Emulation der Synapsen

Jessica Kulp ist da deutlich leiser, persönlicher und friedlicher. Ihre Arbeiten sind vor allem gitterartige, begehbare Rückzugsgebiete von naturnaher Unregelmäßigkeit, mit Titeln wie „Wohin mich das jetzt führt“: Refugien der Sammlung und der Positionierung. Aus dem Bewusstsein der Klarheit heraus wächst dann die Kraft dafür, sich auf Neues einzulassen.

Julia Kotenko zeigte in Tartu ihre aufwendige, dystopische Schwarzlichtinstallation „Piiride uurimine“, Ausloten von Grenzen. Im Heine-Haus bleibt es bei Tageslicht, zu sehen sind plakative Gemälde, in denen Menschenwesen zu Strichcodes zerfließen; „Emulation der Synapsen“ und „Versandfertig“ heißen solche Bilder, die Botschaft ist klar: Verengung, Einzwängung und Kontrolle des vielfältigen Lebens zwischen Bits und Bites.

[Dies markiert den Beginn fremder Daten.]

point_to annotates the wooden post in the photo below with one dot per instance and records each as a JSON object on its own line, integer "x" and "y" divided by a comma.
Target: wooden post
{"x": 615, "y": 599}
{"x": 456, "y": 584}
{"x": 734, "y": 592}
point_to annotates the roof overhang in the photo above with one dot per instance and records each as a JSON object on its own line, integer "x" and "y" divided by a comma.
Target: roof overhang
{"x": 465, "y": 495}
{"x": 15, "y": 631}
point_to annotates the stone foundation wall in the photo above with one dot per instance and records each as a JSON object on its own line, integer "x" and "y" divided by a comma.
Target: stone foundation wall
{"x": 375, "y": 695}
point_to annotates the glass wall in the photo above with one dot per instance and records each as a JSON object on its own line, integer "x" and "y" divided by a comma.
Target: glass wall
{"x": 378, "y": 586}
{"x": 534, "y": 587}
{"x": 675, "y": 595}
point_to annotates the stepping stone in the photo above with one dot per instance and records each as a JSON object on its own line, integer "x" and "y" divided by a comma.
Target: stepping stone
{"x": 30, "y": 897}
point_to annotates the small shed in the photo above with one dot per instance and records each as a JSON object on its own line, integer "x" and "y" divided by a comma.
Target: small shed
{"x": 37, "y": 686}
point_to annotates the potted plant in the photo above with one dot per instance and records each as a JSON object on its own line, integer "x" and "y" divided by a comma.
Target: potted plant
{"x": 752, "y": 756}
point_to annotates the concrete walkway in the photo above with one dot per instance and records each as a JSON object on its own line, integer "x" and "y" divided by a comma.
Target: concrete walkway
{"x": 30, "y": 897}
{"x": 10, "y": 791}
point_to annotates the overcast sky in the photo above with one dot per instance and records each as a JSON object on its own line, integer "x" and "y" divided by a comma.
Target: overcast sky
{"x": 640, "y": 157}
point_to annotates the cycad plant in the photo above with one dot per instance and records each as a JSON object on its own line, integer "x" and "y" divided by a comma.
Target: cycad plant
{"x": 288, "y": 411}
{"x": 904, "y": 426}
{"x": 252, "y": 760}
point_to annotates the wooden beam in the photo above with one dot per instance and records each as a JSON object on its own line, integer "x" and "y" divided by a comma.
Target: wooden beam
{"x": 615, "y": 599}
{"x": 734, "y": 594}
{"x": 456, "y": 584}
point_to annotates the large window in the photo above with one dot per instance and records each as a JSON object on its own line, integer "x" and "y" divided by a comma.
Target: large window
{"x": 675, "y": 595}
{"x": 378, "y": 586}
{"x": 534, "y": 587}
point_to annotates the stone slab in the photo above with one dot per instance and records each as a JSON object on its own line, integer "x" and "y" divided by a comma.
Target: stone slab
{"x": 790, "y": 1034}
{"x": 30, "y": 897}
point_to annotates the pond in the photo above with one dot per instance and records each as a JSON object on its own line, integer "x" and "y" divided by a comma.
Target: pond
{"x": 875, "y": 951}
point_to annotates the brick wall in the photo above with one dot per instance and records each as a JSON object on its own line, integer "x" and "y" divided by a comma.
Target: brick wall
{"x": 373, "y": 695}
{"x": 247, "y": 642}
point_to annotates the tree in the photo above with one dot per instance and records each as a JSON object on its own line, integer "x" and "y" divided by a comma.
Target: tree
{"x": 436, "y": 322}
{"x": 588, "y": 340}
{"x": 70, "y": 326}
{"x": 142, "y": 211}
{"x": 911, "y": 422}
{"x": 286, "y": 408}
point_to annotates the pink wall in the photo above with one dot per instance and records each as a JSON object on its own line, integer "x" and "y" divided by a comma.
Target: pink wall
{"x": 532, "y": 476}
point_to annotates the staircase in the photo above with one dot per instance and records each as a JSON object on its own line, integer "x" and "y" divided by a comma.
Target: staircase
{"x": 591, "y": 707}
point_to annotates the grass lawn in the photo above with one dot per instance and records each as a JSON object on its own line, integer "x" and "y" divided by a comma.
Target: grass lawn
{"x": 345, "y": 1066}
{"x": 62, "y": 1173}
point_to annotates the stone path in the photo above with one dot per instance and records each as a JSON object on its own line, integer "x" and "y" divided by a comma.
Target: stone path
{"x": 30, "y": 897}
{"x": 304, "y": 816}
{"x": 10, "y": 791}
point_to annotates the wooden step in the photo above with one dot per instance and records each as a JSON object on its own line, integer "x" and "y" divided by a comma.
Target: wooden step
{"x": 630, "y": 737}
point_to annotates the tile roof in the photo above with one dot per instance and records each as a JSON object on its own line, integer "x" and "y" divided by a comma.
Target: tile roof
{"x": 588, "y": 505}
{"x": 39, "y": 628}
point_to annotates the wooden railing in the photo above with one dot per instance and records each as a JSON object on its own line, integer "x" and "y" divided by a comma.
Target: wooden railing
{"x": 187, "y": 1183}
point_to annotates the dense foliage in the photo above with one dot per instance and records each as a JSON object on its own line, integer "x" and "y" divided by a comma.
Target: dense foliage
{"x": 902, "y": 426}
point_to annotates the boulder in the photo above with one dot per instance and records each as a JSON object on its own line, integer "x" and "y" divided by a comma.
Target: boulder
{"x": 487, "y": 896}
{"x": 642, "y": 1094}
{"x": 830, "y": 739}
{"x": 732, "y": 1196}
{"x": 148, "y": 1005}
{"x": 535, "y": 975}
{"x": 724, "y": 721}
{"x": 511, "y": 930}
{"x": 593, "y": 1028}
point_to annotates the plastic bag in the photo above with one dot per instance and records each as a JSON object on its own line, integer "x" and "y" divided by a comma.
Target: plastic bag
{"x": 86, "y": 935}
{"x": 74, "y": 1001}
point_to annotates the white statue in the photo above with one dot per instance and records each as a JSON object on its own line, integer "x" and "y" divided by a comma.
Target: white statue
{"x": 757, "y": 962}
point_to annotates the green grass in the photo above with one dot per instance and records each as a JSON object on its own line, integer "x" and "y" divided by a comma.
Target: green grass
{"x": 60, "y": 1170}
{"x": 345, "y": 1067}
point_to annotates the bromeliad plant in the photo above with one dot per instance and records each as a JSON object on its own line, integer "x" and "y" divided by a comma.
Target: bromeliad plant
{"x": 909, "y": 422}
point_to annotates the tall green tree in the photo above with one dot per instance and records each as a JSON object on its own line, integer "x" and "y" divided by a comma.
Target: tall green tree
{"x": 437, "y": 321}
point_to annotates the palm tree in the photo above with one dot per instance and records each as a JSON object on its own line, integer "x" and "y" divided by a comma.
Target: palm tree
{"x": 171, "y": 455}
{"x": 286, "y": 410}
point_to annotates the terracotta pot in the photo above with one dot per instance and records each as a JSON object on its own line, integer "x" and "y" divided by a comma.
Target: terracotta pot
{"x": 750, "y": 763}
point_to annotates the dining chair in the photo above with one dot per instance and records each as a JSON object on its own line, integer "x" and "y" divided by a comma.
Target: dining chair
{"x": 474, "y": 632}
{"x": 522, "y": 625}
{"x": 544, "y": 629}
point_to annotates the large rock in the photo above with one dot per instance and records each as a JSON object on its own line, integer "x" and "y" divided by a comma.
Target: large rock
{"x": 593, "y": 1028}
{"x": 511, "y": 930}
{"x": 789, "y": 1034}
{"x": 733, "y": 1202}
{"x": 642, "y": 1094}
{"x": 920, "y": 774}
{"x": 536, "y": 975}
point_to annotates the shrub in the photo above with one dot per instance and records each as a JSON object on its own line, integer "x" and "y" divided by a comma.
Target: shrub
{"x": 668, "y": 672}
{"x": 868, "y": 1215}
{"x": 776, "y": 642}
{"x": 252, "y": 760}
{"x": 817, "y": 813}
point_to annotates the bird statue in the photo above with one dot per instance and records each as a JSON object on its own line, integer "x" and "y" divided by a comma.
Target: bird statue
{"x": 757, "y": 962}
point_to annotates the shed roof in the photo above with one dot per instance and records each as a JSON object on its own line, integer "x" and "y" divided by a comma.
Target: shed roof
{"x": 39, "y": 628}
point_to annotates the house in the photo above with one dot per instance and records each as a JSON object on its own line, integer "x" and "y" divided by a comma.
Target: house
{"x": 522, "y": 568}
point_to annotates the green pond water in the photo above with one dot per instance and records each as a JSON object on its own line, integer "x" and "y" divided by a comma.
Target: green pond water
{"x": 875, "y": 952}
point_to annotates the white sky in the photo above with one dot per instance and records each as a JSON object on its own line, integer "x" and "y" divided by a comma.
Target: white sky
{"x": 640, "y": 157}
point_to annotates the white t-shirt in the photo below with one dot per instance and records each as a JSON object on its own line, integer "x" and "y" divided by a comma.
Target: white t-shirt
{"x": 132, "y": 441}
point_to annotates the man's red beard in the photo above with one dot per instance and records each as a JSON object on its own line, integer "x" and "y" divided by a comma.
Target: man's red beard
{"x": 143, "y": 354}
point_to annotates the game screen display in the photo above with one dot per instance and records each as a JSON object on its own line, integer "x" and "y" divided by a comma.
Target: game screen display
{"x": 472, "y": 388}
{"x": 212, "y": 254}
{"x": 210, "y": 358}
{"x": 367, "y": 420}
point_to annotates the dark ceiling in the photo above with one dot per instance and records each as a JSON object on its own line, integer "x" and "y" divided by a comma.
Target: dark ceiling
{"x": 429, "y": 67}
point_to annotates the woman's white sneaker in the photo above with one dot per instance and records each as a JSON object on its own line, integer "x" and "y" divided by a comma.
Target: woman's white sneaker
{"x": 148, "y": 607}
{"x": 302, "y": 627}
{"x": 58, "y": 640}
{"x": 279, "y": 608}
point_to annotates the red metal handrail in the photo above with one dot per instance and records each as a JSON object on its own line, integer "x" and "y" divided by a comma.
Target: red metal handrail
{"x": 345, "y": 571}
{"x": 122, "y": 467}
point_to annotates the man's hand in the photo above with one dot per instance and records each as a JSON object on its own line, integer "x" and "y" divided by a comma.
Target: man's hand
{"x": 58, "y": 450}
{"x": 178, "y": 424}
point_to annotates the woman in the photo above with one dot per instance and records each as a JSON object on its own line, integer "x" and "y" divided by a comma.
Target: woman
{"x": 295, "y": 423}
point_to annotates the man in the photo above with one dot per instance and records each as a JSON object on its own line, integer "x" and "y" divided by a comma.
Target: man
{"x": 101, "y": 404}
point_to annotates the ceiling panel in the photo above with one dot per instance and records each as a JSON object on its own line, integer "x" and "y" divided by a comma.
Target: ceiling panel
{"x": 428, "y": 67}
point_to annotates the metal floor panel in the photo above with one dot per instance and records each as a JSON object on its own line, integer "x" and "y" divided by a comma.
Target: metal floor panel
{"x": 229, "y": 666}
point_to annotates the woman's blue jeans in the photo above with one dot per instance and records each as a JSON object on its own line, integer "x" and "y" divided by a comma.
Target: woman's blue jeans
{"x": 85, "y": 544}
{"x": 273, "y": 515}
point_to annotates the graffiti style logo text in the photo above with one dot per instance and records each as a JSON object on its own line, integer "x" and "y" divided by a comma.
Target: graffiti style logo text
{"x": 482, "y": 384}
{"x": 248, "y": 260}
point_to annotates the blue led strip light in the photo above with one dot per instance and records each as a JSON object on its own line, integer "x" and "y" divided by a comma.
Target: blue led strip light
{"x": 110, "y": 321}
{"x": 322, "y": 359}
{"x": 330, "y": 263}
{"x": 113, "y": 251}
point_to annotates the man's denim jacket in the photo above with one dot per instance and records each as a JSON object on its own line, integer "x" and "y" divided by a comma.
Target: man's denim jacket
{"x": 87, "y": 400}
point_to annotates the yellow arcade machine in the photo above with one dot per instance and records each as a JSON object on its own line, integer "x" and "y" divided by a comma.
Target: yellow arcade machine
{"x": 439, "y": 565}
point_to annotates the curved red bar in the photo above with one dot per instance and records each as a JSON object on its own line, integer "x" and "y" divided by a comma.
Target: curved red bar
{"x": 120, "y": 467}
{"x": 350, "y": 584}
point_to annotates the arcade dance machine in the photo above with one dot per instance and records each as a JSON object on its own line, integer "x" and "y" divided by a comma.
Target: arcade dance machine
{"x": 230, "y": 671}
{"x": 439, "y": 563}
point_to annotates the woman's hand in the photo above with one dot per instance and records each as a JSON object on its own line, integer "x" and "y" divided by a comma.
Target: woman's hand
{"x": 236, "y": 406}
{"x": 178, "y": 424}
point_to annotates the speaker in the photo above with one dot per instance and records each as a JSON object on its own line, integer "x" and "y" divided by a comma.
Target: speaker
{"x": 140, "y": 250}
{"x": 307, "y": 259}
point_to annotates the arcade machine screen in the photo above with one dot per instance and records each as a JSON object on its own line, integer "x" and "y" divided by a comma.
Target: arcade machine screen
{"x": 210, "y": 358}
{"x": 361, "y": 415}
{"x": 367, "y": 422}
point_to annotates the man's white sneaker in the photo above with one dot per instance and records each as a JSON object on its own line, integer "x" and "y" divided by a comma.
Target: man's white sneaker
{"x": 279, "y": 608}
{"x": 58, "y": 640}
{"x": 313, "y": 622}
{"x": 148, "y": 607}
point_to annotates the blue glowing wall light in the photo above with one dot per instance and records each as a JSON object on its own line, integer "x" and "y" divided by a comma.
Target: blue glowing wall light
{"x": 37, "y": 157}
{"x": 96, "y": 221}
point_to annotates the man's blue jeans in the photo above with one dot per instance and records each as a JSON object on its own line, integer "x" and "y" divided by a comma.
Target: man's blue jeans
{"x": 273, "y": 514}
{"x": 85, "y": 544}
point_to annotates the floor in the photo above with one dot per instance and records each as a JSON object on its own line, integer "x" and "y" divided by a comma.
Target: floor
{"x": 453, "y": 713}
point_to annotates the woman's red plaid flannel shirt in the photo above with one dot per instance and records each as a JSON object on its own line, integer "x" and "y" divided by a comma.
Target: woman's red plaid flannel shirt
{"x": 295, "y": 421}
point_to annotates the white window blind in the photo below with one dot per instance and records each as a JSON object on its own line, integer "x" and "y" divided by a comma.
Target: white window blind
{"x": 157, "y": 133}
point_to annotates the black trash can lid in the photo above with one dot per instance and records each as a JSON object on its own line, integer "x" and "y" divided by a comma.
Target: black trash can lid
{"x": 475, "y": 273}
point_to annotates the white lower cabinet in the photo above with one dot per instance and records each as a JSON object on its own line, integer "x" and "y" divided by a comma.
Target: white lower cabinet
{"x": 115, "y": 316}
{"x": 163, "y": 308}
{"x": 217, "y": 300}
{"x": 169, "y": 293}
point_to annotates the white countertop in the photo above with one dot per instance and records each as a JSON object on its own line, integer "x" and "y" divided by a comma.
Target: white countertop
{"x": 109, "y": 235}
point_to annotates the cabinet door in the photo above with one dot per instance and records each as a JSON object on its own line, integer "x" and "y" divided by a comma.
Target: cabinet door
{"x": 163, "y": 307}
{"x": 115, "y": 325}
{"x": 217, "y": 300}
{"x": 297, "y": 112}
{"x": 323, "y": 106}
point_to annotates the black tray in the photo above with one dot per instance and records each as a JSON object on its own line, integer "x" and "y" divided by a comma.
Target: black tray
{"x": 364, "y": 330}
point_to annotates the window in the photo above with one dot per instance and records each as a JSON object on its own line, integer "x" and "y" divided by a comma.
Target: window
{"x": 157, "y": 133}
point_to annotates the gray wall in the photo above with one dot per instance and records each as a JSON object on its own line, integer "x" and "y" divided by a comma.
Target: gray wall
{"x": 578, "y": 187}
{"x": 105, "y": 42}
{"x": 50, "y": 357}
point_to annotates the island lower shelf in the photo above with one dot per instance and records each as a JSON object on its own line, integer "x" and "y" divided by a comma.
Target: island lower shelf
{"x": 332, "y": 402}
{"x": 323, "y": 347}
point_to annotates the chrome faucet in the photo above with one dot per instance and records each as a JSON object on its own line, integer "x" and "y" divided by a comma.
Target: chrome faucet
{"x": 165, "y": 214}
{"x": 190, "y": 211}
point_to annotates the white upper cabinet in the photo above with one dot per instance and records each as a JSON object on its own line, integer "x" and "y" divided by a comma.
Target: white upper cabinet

Leben im Einklang mit der Natur

Visionen mit mehr Optimismus pflegt Ulrike Hennecke: weiche, Tuschezeichnungen und Mischtechniken, manchmal durchzogen von Schriftzeichen: Sehnsuchtsorte, Kulissen für eine Menschheit, die im Einklang lebt mit der Natur und sich für sie verantwortlich fühlt. „Um gut zu leben, brauche ich Begegnung, Austausch mit anderen, zugewandt, respektvoll, freundlich“, sagt Hennecke.

Die Welt, die Ursula Blancke-Dau beschreibt, ist bereits wieder vergangen, eine Archäologie der Zukunft gewissermaßen. Ihr zentrales Mobile „fragil“ zeigt Fragmente von Kreaturen, die vom Insekt bis zum menschlichen Fötus reichen, Larven, abgestreifte Häute, feine Gespinste. Das sind Relikte, die jetzt schön aussehen, sie können aber durchaus von Wesen stammen, die einmal schlicht und einfach lästig waren.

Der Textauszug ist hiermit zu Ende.